La experiencia y el sentido común nos enseñan muchas verdades, pero no nos
dicen si esas verdades valen para todos los casos ni si son necesariamente así. Si
queremos estar seguros de que algo es verdadero, entonces debemos buscar la conexión
entre esa afirmación y alguna que valga como principio. De eso se trata cuando nos
preguntamos “¿por qué?”. La búsqueda rigurosa y sistemática de una respuesta es lo que
llamamos ciencia. Toda ciencia procura justificar los conocimientos que adquiere
acerca de su objeto estableciendo un nexo racional entre ellos y los principios
correspondientes. Así, por ejemplo, el físico prueba que, en virtud del principio de
conservación de la energía, si un sistema pierde energía potencial adquiere energía
cinética, y viceversa.

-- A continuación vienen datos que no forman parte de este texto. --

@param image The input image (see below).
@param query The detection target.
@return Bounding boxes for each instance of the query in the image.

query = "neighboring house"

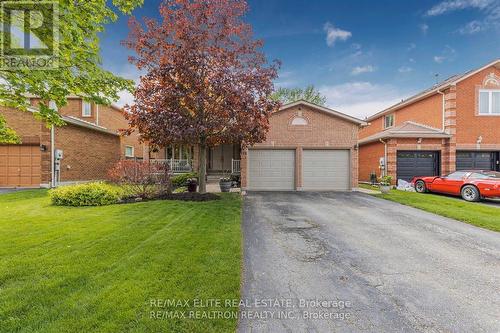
[0,97,147,188]
[359,59,500,184]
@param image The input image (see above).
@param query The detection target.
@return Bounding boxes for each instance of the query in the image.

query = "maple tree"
[123,0,280,193]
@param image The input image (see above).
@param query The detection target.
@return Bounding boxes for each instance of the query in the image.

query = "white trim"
[478,89,500,115]
[82,101,92,117]
[383,114,394,129]
[125,145,135,158]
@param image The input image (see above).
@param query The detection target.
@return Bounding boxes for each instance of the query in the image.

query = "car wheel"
[415,180,427,193]
[461,185,480,202]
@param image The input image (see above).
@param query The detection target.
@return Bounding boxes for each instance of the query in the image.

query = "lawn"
[359,184,500,232]
[0,190,242,333]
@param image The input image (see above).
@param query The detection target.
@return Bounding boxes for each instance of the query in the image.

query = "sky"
[100,0,500,119]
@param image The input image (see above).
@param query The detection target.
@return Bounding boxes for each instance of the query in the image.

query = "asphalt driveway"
[239,192,500,333]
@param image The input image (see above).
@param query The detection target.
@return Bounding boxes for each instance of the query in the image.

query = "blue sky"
[101,0,500,119]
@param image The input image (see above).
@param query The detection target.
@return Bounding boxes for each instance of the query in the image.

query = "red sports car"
[411,170,500,202]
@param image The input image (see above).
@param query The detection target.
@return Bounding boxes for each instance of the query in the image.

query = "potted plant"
[378,175,392,193]
[219,176,232,192]
[187,178,197,192]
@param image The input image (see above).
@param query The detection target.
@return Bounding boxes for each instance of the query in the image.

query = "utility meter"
[55,149,63,160]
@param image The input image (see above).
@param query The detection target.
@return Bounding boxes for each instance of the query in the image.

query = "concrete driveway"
[240,192,500,333]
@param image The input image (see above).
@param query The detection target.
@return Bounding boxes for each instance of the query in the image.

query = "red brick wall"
[360,93,443,139]
[240,104,360,190]
[358,141,385,182]
[455,65,500,149]
[55,124,121,181]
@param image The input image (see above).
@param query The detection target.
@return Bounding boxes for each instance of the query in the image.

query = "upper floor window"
[82,101,92,117]
[479,89,500,115]
[384,114,394,128]
[291,116,308,126]
[125,146,134,158]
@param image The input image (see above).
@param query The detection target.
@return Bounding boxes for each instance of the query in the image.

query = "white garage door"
[303,150,350,191]
[248,149,295,190]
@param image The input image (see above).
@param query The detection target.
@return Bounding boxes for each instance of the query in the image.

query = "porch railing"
[232,159,241,174]
[152,159,193,173]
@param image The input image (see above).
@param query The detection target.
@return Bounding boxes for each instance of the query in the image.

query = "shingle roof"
[358,121,451,145]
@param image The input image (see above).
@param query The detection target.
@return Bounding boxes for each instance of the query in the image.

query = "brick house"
[359,59,500,184]
[152,100,366,191]
[0,97,147,188]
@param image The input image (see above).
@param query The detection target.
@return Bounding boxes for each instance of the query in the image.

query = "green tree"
[0,0,143,143]
[271,85,327,106]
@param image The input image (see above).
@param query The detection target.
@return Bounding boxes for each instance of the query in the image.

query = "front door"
[209,144,233,172]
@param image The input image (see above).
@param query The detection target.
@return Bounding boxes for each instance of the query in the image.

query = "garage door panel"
[0,145,41,187]
[456,151,494,171]
[303,150,350,191]
[397,151,439,182]
[248,150,295,190]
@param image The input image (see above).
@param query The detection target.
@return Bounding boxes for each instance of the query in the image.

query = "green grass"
[361,185,500,232]
[0,190,242,333]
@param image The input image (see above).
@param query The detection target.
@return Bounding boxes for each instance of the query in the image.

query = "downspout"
[96,104,99,126]
[50,125,55,188]
[379,138,387,177]
[437,89,445,131]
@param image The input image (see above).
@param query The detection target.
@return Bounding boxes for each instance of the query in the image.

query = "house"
[359,59,500,184]
[152,100,366,191]
[0,97,147,188]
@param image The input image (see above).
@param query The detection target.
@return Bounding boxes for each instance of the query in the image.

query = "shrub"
[379,175,393,186]
[108,160,171,198]
[50,182,121,206]
[171,172,198,188]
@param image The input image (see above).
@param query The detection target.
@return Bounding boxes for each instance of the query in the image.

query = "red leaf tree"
[122,0,280,192]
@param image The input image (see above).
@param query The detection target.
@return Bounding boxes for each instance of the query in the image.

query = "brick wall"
[358,141,385,182]
[55,124,121,181]
[241,104,360,190]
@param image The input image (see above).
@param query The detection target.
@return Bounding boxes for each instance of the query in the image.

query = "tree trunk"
[198,141,207,193]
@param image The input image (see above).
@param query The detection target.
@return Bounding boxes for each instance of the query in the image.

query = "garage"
[0,145,41,187]
[456,151,498,171]
[302,150,350,190]
[396,151,440,182]
[247,149,295,190]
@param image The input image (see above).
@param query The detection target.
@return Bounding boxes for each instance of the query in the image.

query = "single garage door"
[248,149,295,190]
[397,151,439,182]
[0,145,41,187]
[302,150,350,191]
[456,151,496,171]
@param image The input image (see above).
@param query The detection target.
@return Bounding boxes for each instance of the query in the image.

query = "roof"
[366,58,500,121]
[358,121,451,145]
[278,100,368,126]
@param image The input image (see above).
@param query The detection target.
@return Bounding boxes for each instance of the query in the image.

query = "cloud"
[458,20,484,33]
[419,23,429,34]
[113,64,143,107]
[351,65,376,75]
[323,22,352,47]
[319,82,406,119]
[398,66,413,73]
[407,43,416,51]
[434,56,446,63]
[426,0,493,16]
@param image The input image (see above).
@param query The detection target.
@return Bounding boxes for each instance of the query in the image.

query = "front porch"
[152,143,241,174]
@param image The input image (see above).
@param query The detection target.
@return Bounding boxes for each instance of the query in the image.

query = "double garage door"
[0,145,41,187]
[247,149,350,191]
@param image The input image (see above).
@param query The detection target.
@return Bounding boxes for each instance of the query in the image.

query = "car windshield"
[468,171,500,179]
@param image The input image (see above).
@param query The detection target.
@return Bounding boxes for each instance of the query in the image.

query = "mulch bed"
[119,192,220,204]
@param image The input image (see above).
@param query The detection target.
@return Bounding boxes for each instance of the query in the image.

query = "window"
[444,171,468,180]
[384,114,394,128]
[125,146,134,158]
[82,101,92,117]
[291,116,308,125]
[48,100,58,111]
[478,89,500,115]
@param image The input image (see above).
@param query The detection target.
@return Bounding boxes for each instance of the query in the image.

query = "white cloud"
[409,58,416,63]
[113,64,143,107]
[351,65,376,75]
[420,23,429,34]
[323,22,352,47]
[319,82,406,119]
[434,56,446,63]
[458,20,484,33]
[426,0,493,16]
[407,43,416,51]
[398,66,413,73]
[116,90,135,108]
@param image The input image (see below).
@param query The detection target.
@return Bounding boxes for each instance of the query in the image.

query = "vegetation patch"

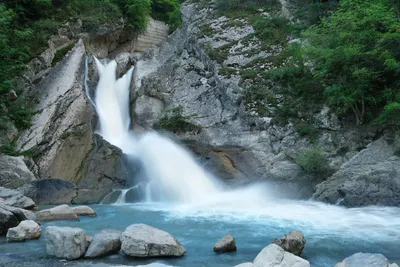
[219,67,238,76]
[154,106,200,134]
[52,43,75,67]
[295,147,329,174]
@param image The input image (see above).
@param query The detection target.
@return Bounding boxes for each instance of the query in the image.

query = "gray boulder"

Y en un pleito judicial, la carga de la prueba recae sobre la parte
acusadora, debido al principio de presunción de inocencia.
Uno de los principios más importantes de toda ciencia es la definición de su
objeto. En efecto, la definición responde a la pregunta “¿qué es?”. Y según cuál sea la
definición se extraerán conclusiones diferentes. Hace poco la Unión Astronómica
Internacional estableció una nueva definición de “planeta”, con lo cual el pobre Plutón
quedó afuera. Desde entonces los plutonianos han cortado varias calles para protestar.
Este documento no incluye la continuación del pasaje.